Introduction
Neuroendocrine tumors (NETs) of the ampulla of Vater are rare, accounting for <1% of ampullary neoplasms. Their presentation is often nonspecific, and cross-sectional imaging may miss small or infiltrative lesions, especially when they grow submucosally. Endoscopy plays a critical role when symptoms persist despite unrevealing imaging.
Case Report
A 47-year-old woman with a history of cholangiopancreatitis presented with recurrent abdominal pain, nausea, and progressive constitutional symptoms. Previous imaging had shown biliary and pancreatic duct dilation without an identifiable cause. A repeat MRCP demonstrated ampullary obstruction but no mass. ERCP revealed a markedly abnormal papilla, characterized by friability, firmness, erythema, and an unusually en bloc mobility that prevented biliary cannulation. Biopsies were obtained and a prophylactic pancreatic stent was placed.

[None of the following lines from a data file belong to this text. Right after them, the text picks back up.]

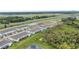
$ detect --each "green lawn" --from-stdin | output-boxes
[9,32,52,49]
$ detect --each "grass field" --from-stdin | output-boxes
[9,32,52,49]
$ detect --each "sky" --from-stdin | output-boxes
[0,0,79,12]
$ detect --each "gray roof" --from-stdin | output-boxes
[0,39,12,47]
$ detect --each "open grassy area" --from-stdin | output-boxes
[10,32,52,49]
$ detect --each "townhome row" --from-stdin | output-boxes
[0,21,54,49]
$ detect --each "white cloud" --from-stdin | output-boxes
[0,0,79,11]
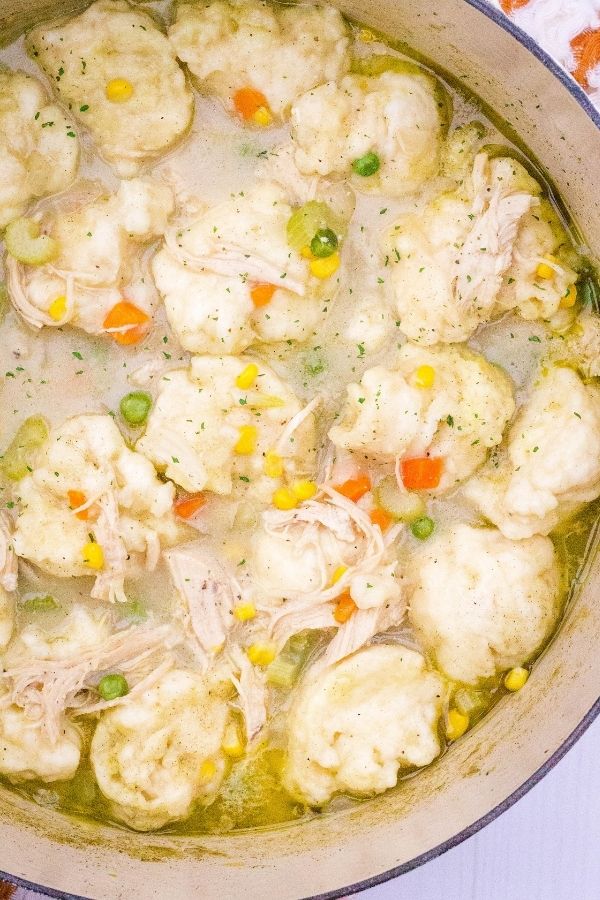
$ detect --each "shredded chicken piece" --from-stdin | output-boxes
[165,544,241,666]
[275,394,323,456]
[0,509,19,591]
[263,485,402,652]
[91,492,128,603]
[165,224,306,297]
[0,625,179,742]
[454,153,539,310]
[316,603,406,668]
[230,646,267,742]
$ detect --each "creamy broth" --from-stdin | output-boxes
[0,4,600,834]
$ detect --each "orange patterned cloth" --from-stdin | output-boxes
[492,0,600,107]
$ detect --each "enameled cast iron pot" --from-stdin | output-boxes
[0,0,600,900]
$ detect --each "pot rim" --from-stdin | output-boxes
[0,0,600,900]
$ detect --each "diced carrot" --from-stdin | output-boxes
[175,494,206,519]
[102,300,150,346]
[333,591,358,625]
[333,475,371,503]
[571,28,600,90]
[369,509,393,531]
[250,281,277,308]
[233,88,269,122]
[400,456,444,491]
[67,491,100,522]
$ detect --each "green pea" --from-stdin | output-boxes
[98,672,129,700]
[352,151,381,178]
[310,228,338,259]
[410,516,435,541]
[120,391,152,425]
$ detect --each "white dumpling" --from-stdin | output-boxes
[463,366,600,538]
[169,0,349,124]
[292,70,442,196]
[90,670,229,831]
[152,181,324,354]
[4,603,111,668]
[0,510,18,650]
[329,343,514,493]
[558,309,600,378]
[0,691,82,781]
[27,0,194,178]
[136,356,316,497]
[7,178,173,342]
[14,415,179,599]
[407,524,560,684]
[384,153,577,344]
[283,644,445,806]
[0,70,79,228]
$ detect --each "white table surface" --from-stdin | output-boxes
[360,712,600,900]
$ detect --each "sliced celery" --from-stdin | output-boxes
[267,631,320,690]
[0,416,48,481]
[4,217,58,266]
[374,475,426,522]
[23,594,58,612]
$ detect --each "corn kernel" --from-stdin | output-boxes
[105,78,133,103]
[235,363,258,391]
[292,479,317,500]
[264,450,283,478]
[48,295,67,322]
[81,541,104,569]
[233,425,258,456]
[535,256,558,278]
[446,709,469,741]
[200,759,217,781]
[504,666,529,691]
[246,644,277,666]
[415,366,435,388]
[331,566,348,584]
[252,106,273,128]
[271,488,298,509]
[560,284,577,309]
[233,603,256,622]
[310,252,340,279]
[221,722,244,759]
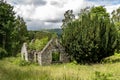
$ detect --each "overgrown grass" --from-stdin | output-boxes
[0,57,120,80]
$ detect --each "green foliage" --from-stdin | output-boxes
[0,57,120,80]
[29,37,48,51]
[0,47,8,59]
[102,53,120,63]
[0,0,27,56]
[111,7,120,52]
[62,7,118,63]
[19,60,31,66]
[52,52,60,61]
[93,71,116,80]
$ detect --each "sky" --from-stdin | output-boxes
[6,0,120,30]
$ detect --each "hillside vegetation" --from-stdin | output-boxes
[0,57,120,80]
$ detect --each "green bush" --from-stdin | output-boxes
[102,53,120,63]
[52,52,60,61]
[62,6,118,63]
[0,47,8,59]
[19,60,31,66]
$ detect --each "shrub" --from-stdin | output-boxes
[0,47,8,59]
[62,7,118,63]
[93,71,115,80]
[102,53,120,63]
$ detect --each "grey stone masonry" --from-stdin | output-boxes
[22,38,69,65]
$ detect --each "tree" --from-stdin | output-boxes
[62,7,117,63]
[0,0,27,56]
[61,10,75,28]
[111,7,120,52]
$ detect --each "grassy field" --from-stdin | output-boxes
[0,58,120,80]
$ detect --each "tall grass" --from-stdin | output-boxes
[0,58,120,80]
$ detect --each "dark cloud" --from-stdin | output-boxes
[50,1,64,8]
[9,0,47,6]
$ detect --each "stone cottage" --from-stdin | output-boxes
[21,38,69,65]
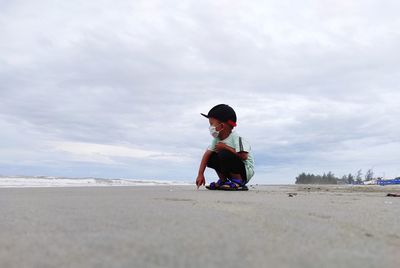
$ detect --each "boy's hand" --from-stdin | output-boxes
[196,174,206,189]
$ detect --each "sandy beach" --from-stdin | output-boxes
[0,185,400,268]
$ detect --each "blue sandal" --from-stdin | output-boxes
[219,179,249,191]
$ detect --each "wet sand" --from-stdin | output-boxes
[0,185,400,268]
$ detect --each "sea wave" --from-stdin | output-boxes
[0,176,189,188]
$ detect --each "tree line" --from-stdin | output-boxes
[296,169,382,184]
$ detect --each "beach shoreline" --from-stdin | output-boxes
[0,185,400,268]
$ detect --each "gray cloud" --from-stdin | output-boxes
[0,0,400,183]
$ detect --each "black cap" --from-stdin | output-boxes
[201,104,236,127]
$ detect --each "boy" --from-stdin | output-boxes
[196,104,254,191]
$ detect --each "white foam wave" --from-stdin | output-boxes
[0,176,189,188]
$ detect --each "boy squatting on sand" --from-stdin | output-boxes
[196,104,254,191]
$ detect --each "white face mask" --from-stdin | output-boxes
[209,126,220,138]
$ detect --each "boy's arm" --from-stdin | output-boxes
[196,150,212,189]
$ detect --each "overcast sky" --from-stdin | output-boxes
[0,0,400,184]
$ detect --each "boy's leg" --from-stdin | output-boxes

Histology demonstrated a well-differentiated grade 3 neuroendocrine tumor (Ki-67 25%, CK19/CK7 positive). Staging found no metastases, but surgical exploration identified multiple small liver lesions consistent with metastatic NET. Resection revealed a 3-cm ampullary NET infiltrating the pancreatic head with lymphovascular and perineural invasion, as well as regional lymph-node involvement, consistent with pT3 N1 M1 disease. A synchronous well-differentiated grade 2 pancreatic tail NET (1 cm) was also identified, suggesting multifocal disease.
Discussion
Ampullary NETs tend to behave more aggressively than other gastrointestinal or pancreatic NETs of comparable size. Reported rates of nodal involvement and liver metastases are high, even in small tumors. This case illustrates the diagnostic limitations of MRCP and CT for detecting early or infiltrative ampullary lesions and reinforces the value of endoscopy as the most sensitive tool for identifying abnormal papillary morphology. Immunohistochemistry confirms neuroendocrine differentiation, while Ki-67 remains essential for grading and prognosis. Management typically requires radical surgical resection. In advanced disease, therapeutic options include somatostatin analogues, targeted agents, peptide receptor radionuclide therapy, or systemic chemotherapy.
Conclusion
This case highlights the central diagnostic role of endoscopy in evaluating ampullary lesions that remain occult on imaging. The combination of atypical papillary features, multifocal NETs, and unexpected metastatic disease underscores the aggressive potential of ampullary NETs and the importance of maintaining clinical suspicion in patients with persistent symptoms.